The Impact of Equity Refinancing Methods of Technology Listed Companies on Stock Price Volatility
Based on GARCH model
DOI:
https://doi.org/10.54097/rah8fn24Keywords:
Listed Companies, Equity Refinancing, Volatility, GARCH ModelsAbstract
Current research on equity refinancing primarily focuses on the analysis of equity financing preferences and causes, the cost of equity financing, and the efficiency of equity financing. However, there is a notable gap in research concerning the volatility of stock returns and the associated risks of equity refinancing.

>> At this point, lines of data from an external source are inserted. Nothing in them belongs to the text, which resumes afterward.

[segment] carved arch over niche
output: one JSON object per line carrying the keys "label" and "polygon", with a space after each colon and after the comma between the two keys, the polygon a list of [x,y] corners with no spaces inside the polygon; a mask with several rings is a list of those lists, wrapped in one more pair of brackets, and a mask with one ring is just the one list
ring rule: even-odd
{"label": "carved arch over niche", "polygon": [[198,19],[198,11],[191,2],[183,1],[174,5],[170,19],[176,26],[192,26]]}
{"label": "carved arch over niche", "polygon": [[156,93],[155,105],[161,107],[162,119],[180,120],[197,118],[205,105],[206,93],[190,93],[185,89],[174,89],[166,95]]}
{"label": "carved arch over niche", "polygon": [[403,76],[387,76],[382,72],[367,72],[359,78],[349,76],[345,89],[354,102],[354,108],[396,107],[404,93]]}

This paper addresses this gap by describing the theory of refinancing as established by previous scholars and focusing on two common types of equity refinancing: share placements and issuances. The study investigates the impact of these refinancing methods on the volatility of stock returns for A-share listed technology companies in China. For the sample selection, this paper uses the daily closing prices of several A-share technology-listed companies in 2020 that adopted share issuances or allotments. It emulates the compilation method of the CSI 300 index to create a refinancing technology index as a variable and employs the GARCH model for empirical analysis. This approach allows for an examination of how the volatility of stock returns changes under different equity refinancing methods. The empirical analysis leads to the following conclusions: 1.Both share issuances and allotments affect stock prices increase the volatility of stock returns;2.The impact of allotments on stock return volatility is relatively small compared to that of share issuances, which cause more dramatic changes in stock prices.3.Equity refinancing has a significant short-term positive impact on the volatility of stock returns, with the effect of share issuances being greater than that of share allotments.